Installé depuis sept ans, Cédric a perdu, du jour au lendemain, la quasi-totalité de sa patientèle… que son ancien confrère a amenée avec lui dans son nouveau cabinet, dans la même commune.

« Après avoir travaillé pendant trois ans dans un centre psychothérapeutique, j’ai eu envie de changer de mode d’exercice. J’ai appris qu’une infirmière souhaitait monter un cabinet libéral dans ma ville. Le centre refusait de me laisser partir, je me suis donc mis en disponibilité et je me suis lancé dans l’aventure du libéral avec elle. On a travaillé ensemble pendant trois ans, jusqu’à ce qu’elle ait l’opportunité d’ouvrir un cabinet à côté de chez elle. Après son départ, j’ai gardé notre cabinet et trouvé un nouveau collègue. Mais, rapidement, j’ai constaté que nous n’avions pas la même façon de travailler : lui voulait surtout gagner de l’argent, quitte à prendre 70 patients par jour, alors que ce n’est pas ma façon de travailler. Nous avons donc été très vite en conflit. Finalement, il a décidé d’acheter son propre cabinet dans la commune. Je lui ai alors dit que nous allions nous partager notre patientèle. Mais, de toute évidence, il n’était pas d’accord… Je suis parti en vacances pendant deux semaines et, la veille de ma reprise, j’ai reçu un email de sa part m’apprenant qu’il avait cessé toute collaboration avec moi et qu’il ne me laissait que quatre patients car, les autres, il les avait gagnés à la sueur de son front. Il est donc parti du jour au lendemain avec la patientèle du cabinet que j’avais fondé. De 45 patients, je suis passé à quatre ! Cette situation a été cauchemardesque. J’ai cherché à récupérer mes patients en les appelant, mais je les mettais dans l’embarras, d’autant plus que mon ancien confrère leur avait dit que c’était moi qui étais parti. J’ai donc contacté les infirmières du secteur, les masseurs-kinésithérapeutes, les pharmaciens, pour leur expliquer ma situation, et ils m’ont aidé à reconstruire ma patientèle. Aujourd’hui encore, malgré ma trentaine de patients, ma situation demeure difficile car les charges à payer sont toujours là et j’ai un retard financier à rattraper. J’ai décidé de faire appel à un avocat, car j’ai découvert qu’avant de partir, mon ancien collègue avait adressé un courrier à tous nos patients pour leur dire que le cabinet avait changé de coordonnées, ce qui peut être considéré comme un détournement de patientèle. Mais ce n’est pas gagné car nous n’avions pas signé de contrat : le détournement s’avère donc difficile à prouver. Cette situation a été un coup dur. Depuis, j’ai trouvé une nouvelle associée avec qui j’ai signé un contrat ! »

Avis de l’expert

« Les Idels se doivent de signer un contrat »

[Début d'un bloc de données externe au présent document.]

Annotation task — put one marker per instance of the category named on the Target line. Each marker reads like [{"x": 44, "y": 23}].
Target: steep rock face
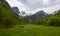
[
  {"x": 38, "y": 16},
  {"x": 16, "y": 10}
]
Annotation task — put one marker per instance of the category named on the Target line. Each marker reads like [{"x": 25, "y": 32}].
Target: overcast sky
[{"x": 32, "y": 6}]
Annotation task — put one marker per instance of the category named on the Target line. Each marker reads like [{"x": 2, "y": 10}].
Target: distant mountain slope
[
  {"x": 38, "y": 16},
  {"x": 51, "y": 21},
  {"x": 16, "y": 10},
  {"x": 7, "y": 16}
]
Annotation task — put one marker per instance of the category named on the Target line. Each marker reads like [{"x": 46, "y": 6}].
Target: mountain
[
  {"x": 16, "y": 10},
  {"x": 7, "y": 16},
  {"x": 53, "y": 20},
  {"x": 37, "y": 16}
]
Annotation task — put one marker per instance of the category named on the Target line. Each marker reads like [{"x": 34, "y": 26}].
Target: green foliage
[
  {"x": 31, "y": 30},
  {"x": 51, "y": 21},
  {"x": 8, "y": 17}
]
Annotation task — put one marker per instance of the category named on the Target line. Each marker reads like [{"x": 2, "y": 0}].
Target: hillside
[
  {"x": 7, "y": 16},
  {"x": 51, "y": 21}
]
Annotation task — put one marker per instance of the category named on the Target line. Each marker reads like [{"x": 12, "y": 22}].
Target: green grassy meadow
[{"x": 30, "y": 30}]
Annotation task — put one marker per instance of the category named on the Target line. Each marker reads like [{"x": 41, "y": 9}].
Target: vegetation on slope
[
  {"x": 8, "y": 17},
  {"x": 52, "y": 21}
]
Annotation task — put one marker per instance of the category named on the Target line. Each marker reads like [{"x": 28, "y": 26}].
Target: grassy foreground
[{"x": 31, "y": 30}]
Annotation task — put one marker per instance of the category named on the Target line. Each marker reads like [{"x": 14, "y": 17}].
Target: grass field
[{"x": 31, "y": 30}]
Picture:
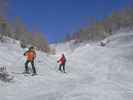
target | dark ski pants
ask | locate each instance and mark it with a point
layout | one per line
(60, 67)
(32, 64)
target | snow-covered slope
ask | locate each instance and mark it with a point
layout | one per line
(93, 73)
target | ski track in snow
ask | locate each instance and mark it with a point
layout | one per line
(93, 73)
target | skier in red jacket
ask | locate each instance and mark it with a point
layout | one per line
(62, 62)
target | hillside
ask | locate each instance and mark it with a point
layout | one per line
(93, 72)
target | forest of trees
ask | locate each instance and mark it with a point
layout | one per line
(17, 30)
(98, 30)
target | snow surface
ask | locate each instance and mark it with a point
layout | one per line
(93, 72)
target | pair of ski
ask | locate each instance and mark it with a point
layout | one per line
(25, 74)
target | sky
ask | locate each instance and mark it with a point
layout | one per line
(56, 18)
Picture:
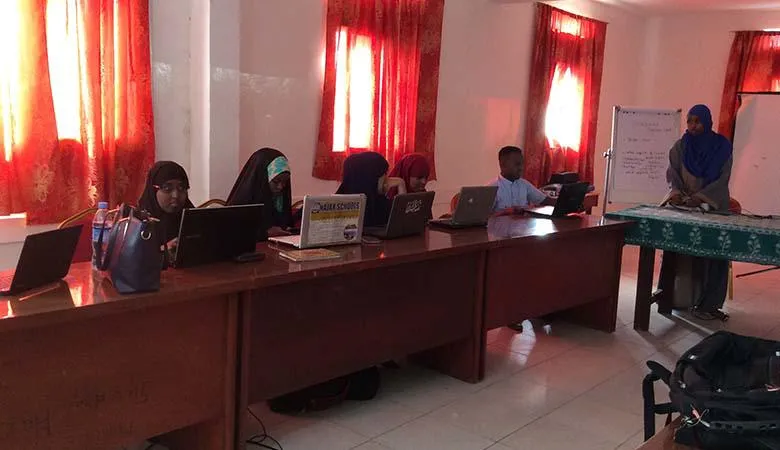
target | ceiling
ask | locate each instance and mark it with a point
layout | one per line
(699, 5)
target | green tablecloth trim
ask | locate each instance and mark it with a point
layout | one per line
(735, 238)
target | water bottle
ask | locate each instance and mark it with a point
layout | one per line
(99, 225)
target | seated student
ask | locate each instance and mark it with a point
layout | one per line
(165, 196)
(265, 179)
(515, 193)
(366, 173)
(414, 170)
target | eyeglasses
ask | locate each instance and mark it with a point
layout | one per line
(169, 188)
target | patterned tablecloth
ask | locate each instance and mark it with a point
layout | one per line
(733, 237)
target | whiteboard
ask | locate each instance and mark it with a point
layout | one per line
(755, 180)
(639, 157)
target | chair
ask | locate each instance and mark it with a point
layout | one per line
(735, 208)
(213, 202)
(83, 251)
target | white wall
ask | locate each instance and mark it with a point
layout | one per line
(687, 54)
(485, 62)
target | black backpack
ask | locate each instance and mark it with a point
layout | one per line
(727, 390)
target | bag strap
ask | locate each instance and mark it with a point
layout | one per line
(104, 259)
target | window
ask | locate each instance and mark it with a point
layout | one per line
(75, 105)
(563, 118)
(355, 90)
(380, 81)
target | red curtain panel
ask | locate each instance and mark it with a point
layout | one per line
(76, 120)
(564, 91)
(381, 81)
(754, 66)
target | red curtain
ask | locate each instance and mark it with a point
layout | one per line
(399, 41)
(566, 42)
(76, 102)
(754, 66)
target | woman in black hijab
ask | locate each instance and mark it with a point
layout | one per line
(265, 179)
(165, 197)
(366, 173)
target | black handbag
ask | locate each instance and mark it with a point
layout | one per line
(726, 389)
(133, 256)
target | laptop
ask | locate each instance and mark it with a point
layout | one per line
(209, 235)
(328, 220)
(569, 201)
(45, 259)
(475, 205)
(408, 216)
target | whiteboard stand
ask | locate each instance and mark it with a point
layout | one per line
(608, 157)
(638, 157)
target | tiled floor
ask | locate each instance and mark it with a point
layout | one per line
(569, 388)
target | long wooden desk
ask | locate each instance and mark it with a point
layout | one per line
(734, 238)
(86, 368)
(82, 367)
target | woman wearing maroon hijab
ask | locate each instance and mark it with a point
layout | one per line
(414, 170)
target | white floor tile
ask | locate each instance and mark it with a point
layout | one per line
(371, 418)
(432, 434)
(592, 417)
(502, 408)
(546, 434)
(577, 370)
(308, 434)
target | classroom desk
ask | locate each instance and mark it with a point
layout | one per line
(729, 237)
(85, 368)
(82, 367)
(569, 265)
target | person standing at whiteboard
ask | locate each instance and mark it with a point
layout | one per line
(515, 193)
(699, 172)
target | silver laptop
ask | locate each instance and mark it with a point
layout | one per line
(475, 205)
(408, 216)
(329, 220)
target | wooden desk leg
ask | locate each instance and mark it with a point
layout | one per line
(665, 296)
(644, 289)
(464, 360)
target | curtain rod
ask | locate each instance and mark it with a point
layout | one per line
(759, 93)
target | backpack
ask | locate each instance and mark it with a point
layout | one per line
(727, 390)
(361, 386)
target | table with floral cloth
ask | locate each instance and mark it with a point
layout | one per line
(731, 237)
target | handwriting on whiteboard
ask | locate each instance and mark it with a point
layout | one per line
(641, 151)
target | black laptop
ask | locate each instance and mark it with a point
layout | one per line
(210, 235)
(45, 259)
(408, 216)
(569, 201)
(475, 205)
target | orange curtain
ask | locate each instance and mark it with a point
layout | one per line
(399, 41)
(76, 105)
(754, 66)
(566, 45)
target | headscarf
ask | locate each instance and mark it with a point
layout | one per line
(412, 165)
(362, 172)
(253, 187)
(161, 173)
(704, 155)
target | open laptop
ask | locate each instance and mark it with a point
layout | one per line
(569, 201)
(210, 235)
(45, 259)
(329, 220)
(408, 216)
(475, 205)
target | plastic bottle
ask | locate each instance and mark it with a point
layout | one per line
(99, 225)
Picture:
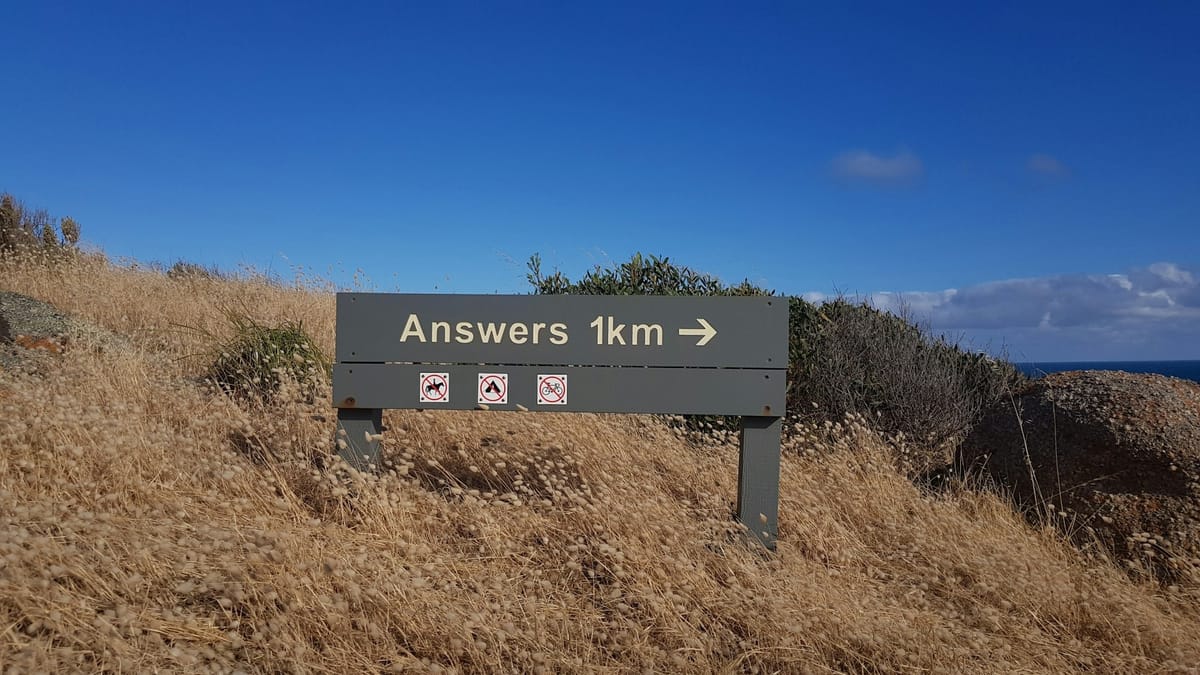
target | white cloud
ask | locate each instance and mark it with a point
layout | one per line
(1144, 314)
(1047, 165)
(862, 165)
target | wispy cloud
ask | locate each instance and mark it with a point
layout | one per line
(1141, 314)
(1047, 166)
(863, 165)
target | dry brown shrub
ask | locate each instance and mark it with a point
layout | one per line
(148, 524)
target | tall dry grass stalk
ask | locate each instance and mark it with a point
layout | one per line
(150, 524)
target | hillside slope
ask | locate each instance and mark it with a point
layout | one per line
(148, 524)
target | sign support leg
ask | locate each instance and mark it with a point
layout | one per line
(363, 428)
(759, 477)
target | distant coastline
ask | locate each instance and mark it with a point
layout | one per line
(1185, 370)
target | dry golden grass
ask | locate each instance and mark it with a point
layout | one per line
(148, 524)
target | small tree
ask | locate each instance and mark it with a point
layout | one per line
(70, 231)
(49, 237)
(11, 234)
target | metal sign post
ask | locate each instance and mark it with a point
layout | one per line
(570, 353)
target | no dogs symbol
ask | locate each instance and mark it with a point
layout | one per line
(435, 387)
(552, 389)
(493, 387)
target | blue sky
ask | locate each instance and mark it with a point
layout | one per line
(1025, 175)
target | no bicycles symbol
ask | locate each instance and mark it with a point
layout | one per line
(493, 388)
(551, 389)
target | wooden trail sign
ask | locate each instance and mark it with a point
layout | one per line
(571, 353)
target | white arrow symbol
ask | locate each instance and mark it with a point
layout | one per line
(706, 333)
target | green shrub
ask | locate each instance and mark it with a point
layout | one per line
(923, 389)
(24, 231)
(845, 358)
(186, 270)
(649, 276)
(258, 359)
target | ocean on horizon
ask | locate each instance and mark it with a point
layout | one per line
(1185, 370)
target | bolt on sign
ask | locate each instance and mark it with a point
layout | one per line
(570, 353)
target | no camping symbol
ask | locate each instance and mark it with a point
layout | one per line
(435, 387)
(493, 387)
(551, 389)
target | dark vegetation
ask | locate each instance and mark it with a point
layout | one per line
(23, 228)
(845, 358)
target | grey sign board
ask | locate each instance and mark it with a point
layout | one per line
(673, 390)
(570, 353)
(659, 330)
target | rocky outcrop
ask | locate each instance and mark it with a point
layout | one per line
(30, 328)
(1111, 458)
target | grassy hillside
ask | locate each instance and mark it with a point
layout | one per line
(150, 524)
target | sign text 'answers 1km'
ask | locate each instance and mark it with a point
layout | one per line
(651, 330)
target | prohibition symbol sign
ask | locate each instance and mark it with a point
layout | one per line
(552, 389)
(493, 387)
(435, 387)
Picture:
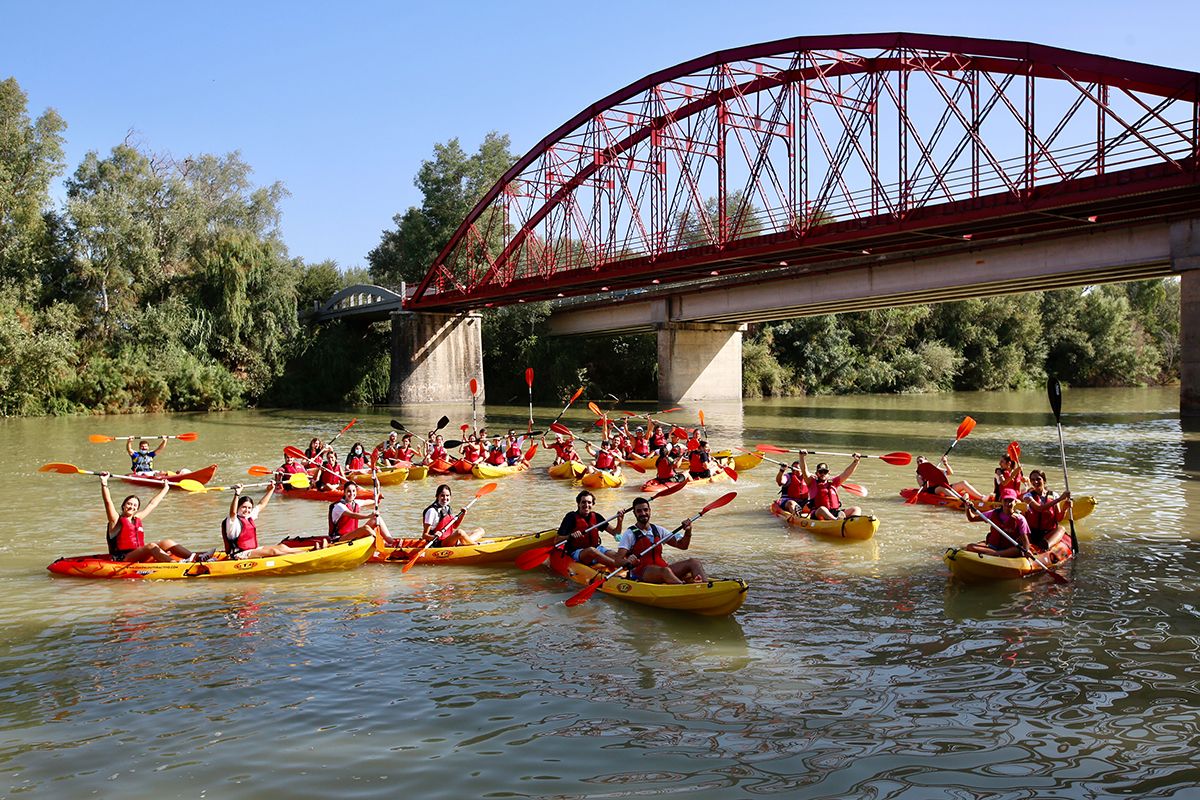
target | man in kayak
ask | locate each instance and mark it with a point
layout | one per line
(435, 525)
(1044, 512)
(239, 530)
(125, 535)
(1011, 521)
(823, 500)
(793, 489)
(580, 531)
(640, 548)
(143, 457)
(346, 515)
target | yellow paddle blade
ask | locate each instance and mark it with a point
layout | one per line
(60, 468)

Maître Pierre Desmarais, avocat en droit de la santé

« Les Idels se font naturellement confiance et “s’associent” assez rapidement. Elles vont partager les moyens, les bénéfices, mais pas forcément signer de contrat. Elles créent donc une société de fait, qui est légale, mais n’attribue aucune protection. Dès lors qu’elles décident de travailler ensemble, il leur est fortement recommandé de signer un contrat. Elles peuvent décider de créer un cabinet groupé, de collaborer ou de devenir associées : tout va dépendre du niveau de confiance qu’ils s’accordent. Et le contrat permettra de déterminer à qui appartient la clientèle, qui doit payer les taxes et les impôts, à qui appartient l’argent sur le compte bancaire. Il permet d’anticiper d’éventuels problèmes à venir. La société de fait est la pire des solutions, mais cela arrive régulièrement. Par ailleurs, il est fortement conseillé de se faire aider pour rédiger le contrat car, lorsque les infirmières l’écrivent toutes seules, il n’est pas toujours fait de la bonne manière. »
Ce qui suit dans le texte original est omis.